/ georges perros, vera feyder / correspondance 1966-1977 /
/ la part commune / 2007 /

/ diérèse / n°40 /

 

Ce recueil s’ajoute aux nombreuses correspondances du poète avec Butor, Grenier, Paulhan, Gaspard... Une quinzaine d’échanges couvrant les dix dernières années de Perros, un volume modeste qui n’en est pas moins émouvant. Comme le résume très justement Vera Feyder en préface, c’est le témoignage d’une "dérive partagée entre un mal être inexpugnable, et la certitude ­ la seule ­ que jusqu’au dernier mot qui pourra en réchapper "il y a toujours une phrase écrite" pour le conjurer".
Cette correspondance est favorisée par la distance, des rendez-vous manqués, épisodiques ou furtifs : "nous n’avons jamais pu nous rencontrer autrement que par bourrasques", entre deux "courants d’air". L’un vit à Douarnenez, l’autre à Paris dans un petit appartement sous les toits, tous deux esquissant, dans leur relation épistolaire, leur géographie affective, celle d’une femme plongée dans l’effervescence littéraire parisienne, bien qu’intérieurement en marge, partagée entre Elfaciano et Liège : "dans la première s’accumulent mes peurs avec lesquelles il me faut bien cohabiter ; dans la seconde je retrouve ma Mère ­ et c’est une autre peur qui me rapproche d’elle : celle de la perdre" ; celle d’un homme qui, comme le dit ailleurs Butor, avait fait de son installation en Bretagne en 1950, une "proclamation d’indépendance". Il est donc bien difficile pour eux de se retrouver à Paris, comme le montre assez cette anecdote de 1966 : à peine arrivé dans la capitale, il lui fallut repartir aussitôt pour Douarnenez, envahi par ce qu’il décrit comme un "phénomène incendiaire", "un appel d’air ­ de l’Ouest". Plusieurs lettres de Perros évoquent sa détestation de Paris, son déchirement à quitter la mer, cette Bretagne battue par les vents, ancestrale, qui lui donne constamment "l’impression de retomber en Moyen-Àge. Sinon en enfance". Espace antérieur, intérieur et "inactuel". Cette connivence avec l’élément marin n’a pourtant rien d’une régénérescence, d’un bain revivifiant. Elle est, dans une perspective plus romantique, ce lieu qui "broi(e) du noir à tue-tête", qui apprend à mourir, une leçon de philosophie portée par la matière elle-même, "avec les bateaux comme balanciers du temps assumé".

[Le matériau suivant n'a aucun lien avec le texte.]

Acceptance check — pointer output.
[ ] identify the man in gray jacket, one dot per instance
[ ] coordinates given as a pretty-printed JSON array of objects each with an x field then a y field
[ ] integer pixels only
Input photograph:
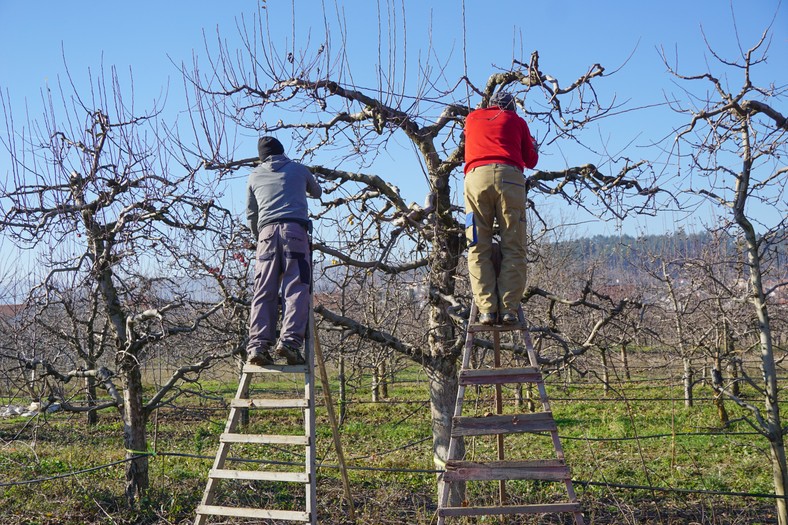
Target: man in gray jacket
[{"x": 278, "y": 217}]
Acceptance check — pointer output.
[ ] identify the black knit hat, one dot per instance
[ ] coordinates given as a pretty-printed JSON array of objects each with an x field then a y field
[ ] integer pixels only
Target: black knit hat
[
  {"x": 503, "y": 100},
  {"x": 267, "y": 146}
]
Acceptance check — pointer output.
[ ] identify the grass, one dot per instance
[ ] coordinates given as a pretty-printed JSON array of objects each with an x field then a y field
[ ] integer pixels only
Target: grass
[{"x": 631, "y": 435}]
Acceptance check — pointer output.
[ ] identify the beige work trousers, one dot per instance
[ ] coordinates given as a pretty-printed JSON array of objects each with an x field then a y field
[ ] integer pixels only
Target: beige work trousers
[{"x": 496, "y": 192}]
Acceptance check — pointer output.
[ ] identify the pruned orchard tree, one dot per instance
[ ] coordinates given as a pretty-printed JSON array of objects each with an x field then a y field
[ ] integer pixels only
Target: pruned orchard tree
[
  {"x": 126, "y": 238},
  {"x": 307, "y": 97},
  {"x": 734, "y": 147}
]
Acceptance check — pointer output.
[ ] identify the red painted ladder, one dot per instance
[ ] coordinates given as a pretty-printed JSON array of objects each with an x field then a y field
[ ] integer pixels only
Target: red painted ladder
[{"x": 500, "y": 469}]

Le meilleur antidote au métro parisien est la moto, passion vécue et entretenue au mépris des maux de dos, premier détraquement du corps qui en annonce un autre plus dramatique, le cancer de la gorge, le silence succédant à la laryngectomie, les visites à l’hôpital Laennec : "Me voilà muet. Mais toujours vivant, ce qui reste, à toute le moins, assez bizarre et passionnant". Epreuve qu’il justifie comme une fatalité attendue : "Il me semble parfois que j’avais prévu cet état. J’ai tellement souffert du mutisme ­ volontaire ­ des autres".

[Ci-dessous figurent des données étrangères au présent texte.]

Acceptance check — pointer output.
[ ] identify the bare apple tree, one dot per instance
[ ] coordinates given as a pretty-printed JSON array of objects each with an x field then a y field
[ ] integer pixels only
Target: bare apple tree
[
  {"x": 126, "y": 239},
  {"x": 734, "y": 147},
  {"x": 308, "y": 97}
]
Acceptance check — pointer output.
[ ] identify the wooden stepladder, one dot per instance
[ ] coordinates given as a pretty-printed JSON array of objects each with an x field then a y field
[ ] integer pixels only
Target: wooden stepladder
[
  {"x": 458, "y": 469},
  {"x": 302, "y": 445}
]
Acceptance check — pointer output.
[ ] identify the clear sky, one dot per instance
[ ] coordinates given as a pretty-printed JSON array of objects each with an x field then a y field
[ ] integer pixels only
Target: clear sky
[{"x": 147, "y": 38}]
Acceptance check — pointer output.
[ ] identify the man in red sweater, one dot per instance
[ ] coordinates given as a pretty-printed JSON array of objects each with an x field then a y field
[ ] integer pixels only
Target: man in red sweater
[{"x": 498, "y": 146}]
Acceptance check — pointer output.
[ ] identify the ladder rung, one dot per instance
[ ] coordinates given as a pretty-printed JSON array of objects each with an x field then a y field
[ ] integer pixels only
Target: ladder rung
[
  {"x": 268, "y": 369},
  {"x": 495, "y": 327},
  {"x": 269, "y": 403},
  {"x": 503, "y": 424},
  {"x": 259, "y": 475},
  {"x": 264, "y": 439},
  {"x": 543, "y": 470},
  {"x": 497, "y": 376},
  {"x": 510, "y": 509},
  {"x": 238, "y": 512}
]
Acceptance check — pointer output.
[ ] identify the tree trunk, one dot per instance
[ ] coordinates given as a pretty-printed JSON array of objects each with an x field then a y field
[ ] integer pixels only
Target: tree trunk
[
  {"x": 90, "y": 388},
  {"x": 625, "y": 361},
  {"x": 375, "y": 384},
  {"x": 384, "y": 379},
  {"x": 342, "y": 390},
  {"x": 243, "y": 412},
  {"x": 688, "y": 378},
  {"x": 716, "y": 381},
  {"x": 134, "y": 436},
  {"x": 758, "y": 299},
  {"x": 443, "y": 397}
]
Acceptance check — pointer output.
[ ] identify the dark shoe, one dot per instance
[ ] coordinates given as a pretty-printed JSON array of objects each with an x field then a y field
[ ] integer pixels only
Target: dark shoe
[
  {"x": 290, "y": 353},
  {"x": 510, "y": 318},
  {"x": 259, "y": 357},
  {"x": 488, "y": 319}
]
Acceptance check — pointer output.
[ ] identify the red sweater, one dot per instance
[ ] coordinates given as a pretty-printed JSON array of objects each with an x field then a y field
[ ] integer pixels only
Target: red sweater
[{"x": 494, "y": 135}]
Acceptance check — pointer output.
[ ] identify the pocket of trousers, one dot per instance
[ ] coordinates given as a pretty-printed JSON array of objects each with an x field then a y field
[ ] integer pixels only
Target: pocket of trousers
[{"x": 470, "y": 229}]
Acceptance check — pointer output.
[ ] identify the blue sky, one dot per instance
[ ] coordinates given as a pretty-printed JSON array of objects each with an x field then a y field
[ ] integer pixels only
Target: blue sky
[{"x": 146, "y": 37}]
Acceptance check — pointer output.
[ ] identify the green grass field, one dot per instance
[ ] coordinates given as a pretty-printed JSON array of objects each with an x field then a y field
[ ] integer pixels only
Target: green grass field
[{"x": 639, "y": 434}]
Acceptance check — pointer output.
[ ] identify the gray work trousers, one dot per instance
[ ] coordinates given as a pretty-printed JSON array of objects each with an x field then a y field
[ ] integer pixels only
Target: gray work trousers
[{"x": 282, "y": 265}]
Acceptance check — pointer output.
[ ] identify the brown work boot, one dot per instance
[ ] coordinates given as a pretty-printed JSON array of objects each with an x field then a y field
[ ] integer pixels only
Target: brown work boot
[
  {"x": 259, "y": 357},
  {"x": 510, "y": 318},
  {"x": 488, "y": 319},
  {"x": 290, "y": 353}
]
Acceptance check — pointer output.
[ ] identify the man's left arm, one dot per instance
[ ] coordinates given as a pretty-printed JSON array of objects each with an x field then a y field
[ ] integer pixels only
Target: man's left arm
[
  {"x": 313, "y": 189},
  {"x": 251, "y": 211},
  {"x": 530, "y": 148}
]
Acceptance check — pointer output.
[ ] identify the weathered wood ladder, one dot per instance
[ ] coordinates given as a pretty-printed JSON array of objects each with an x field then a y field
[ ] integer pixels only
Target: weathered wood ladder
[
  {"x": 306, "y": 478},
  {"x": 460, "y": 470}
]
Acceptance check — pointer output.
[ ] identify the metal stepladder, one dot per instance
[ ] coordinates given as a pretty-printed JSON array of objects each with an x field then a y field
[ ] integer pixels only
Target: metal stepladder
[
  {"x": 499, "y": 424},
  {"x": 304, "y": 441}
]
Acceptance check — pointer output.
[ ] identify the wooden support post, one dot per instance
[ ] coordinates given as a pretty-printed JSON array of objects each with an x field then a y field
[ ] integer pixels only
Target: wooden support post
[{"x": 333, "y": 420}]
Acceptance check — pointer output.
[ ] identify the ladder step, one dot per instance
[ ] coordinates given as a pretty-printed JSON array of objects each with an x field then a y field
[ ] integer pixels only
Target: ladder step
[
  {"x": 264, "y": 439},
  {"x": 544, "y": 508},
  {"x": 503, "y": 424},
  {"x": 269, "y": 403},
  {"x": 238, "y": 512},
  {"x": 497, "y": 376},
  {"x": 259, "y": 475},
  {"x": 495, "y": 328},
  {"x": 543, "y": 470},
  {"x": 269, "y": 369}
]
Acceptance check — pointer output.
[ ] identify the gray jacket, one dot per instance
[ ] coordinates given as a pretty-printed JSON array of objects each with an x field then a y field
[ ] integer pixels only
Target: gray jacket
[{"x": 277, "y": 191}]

Cette mélancolie, Perros la partage avec Vera Feyder, de plus de quinze ans sa cadette : "nous avons tous des bois morts qui s’entassent", dit-elle. Elle évoque le manque causé par la disparition de Brice Parain, le mal être qui la mena, en 1973, aux portes du suicide, puis le silence du poète, nouvelle langue à laquelle leur amitié devait survivre, au-delà de l’exorcisme épistolaire : "Partageons au moins quelques mots, avant votre silence ­ qui ne me fait pas peur. CELUI-LÀ MOINS QU’UN AUTRE."